La otra complejidad que suelen tener los temas históricos es que cuanto más antiguo sea el tiempo que abordamos, más fácil es dejarse llevar por el presentismo. Las costumbres de nuestros antepasados son muy diferentes cuanto más atrás retrocedemos en el tiempo. Y la manera de actuar de algunas de las civilizaciones más antiguas nos pueden parecer detestables o incomprensibles, por ello, cuando escribimos teatro histórico debemos despojarnos de todo presentismo y abocarnos únicamente al estudio de campo que el contexto merece.

El presentismo se suele observar en obras donde el autor no ha podido correrse de su contexto actual y fundamentalmente se nota cuando éste revindica hábitos violentos como si fueran clara señal de patriotismo o lealtad. Por ello, cuando no se conocen determinadas civilizaciones, se descubre, con cierta sorpresa y hasta con desagrado, que fueron todo lo contrario.

Lo importante es no dejar que el presentismo tome el poder absoluto de nuestra obra. Si vamos a representar una batalla entre pueblos milenarios, tenemos que dejar muy claro que para los combatientes de civilizaciones antiguas como la de los espartanos, por ejemplo, morir en batalla era un orgullo. Pero también podemos contar el horror de la guerra y toda su crueldad.

Hay que entender que tanto autor como espectador viven en el presente, no en el periodo grecorromano o en la era bizantina y, por lo tanto, para lograr la identificación con personajes tan antiguos, tenemos que sentirlos de algún modo cercanos y reconocibles.

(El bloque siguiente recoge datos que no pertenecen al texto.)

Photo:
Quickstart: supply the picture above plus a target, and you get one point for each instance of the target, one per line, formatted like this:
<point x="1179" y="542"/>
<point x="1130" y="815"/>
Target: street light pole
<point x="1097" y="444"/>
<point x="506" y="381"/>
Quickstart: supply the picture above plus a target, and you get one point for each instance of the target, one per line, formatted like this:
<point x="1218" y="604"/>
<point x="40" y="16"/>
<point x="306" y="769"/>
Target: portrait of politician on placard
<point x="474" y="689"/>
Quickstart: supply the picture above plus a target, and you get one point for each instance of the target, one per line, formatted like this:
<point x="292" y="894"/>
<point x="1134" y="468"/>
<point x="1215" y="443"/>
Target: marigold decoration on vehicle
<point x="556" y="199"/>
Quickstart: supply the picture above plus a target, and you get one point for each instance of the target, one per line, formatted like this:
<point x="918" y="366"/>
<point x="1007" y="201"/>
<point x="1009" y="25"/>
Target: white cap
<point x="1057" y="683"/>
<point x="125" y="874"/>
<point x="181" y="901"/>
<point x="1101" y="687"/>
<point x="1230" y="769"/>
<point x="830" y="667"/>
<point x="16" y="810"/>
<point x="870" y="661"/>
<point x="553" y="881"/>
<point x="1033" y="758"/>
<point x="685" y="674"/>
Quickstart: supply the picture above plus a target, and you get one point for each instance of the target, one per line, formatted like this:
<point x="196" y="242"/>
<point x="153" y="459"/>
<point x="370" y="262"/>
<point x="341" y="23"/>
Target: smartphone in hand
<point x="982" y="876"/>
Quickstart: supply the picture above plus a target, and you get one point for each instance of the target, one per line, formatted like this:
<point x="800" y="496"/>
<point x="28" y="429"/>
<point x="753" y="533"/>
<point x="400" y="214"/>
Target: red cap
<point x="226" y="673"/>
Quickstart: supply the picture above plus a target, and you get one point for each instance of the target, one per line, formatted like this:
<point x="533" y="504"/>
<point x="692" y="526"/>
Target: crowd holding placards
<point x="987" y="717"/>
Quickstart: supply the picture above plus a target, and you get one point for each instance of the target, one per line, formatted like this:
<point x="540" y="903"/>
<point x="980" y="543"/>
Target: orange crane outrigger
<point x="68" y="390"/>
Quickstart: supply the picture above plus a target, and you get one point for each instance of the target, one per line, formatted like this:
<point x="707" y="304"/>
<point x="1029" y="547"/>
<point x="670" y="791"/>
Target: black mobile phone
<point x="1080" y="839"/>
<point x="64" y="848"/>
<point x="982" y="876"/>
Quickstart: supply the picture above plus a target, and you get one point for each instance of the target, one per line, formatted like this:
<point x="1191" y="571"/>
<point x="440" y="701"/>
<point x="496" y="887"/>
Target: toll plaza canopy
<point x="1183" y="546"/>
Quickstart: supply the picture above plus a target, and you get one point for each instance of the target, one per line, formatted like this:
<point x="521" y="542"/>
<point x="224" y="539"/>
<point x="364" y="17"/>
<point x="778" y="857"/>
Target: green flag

Si volvemos nuevamente al ejemplo de los cazadores de águilas doradas, aunque en la época que se ejercía el ritual de los jóvenes guerreros no se visualizaba aquella práctica como arrebatarle derechos esenciales al niño, tampoco podemos reflejarla como un acto de honor y valentía. En ese caso, correríamos el riesgo de que el espectador no logre empatizar con los personajes o incluso llegue a creer que el autor está revindicando dichas prácticas ancestrales.

Lo que siempre aconsejo para escribir teatro histórico es colocarse en estado puro de equilibro, despojado de toda mirada personal y, sobre todo, apartado de los prejuicios que yo pueda tener de las civilizaciones que investigo.

El autor debe mantener intacta la idiosincrasia de la época y la sociedad sobre la que escribe y no sustituir esos valores por los actuales. Pero al mismo tiempo debe encontrar el modo de que el espectador empatice con los personajes y la obra. La mejor manera de lograrlo es buscar los puntos en común que todos los seres humanos tenemos; no importa en qué momento de la historia hayamos vivido ciertas situaciones, las emociones son universales y humanizan a los personajes corriéndolos de los estériles manuales ortopédicos.

Fernando Zabala. Dramaturgo y docente argentino.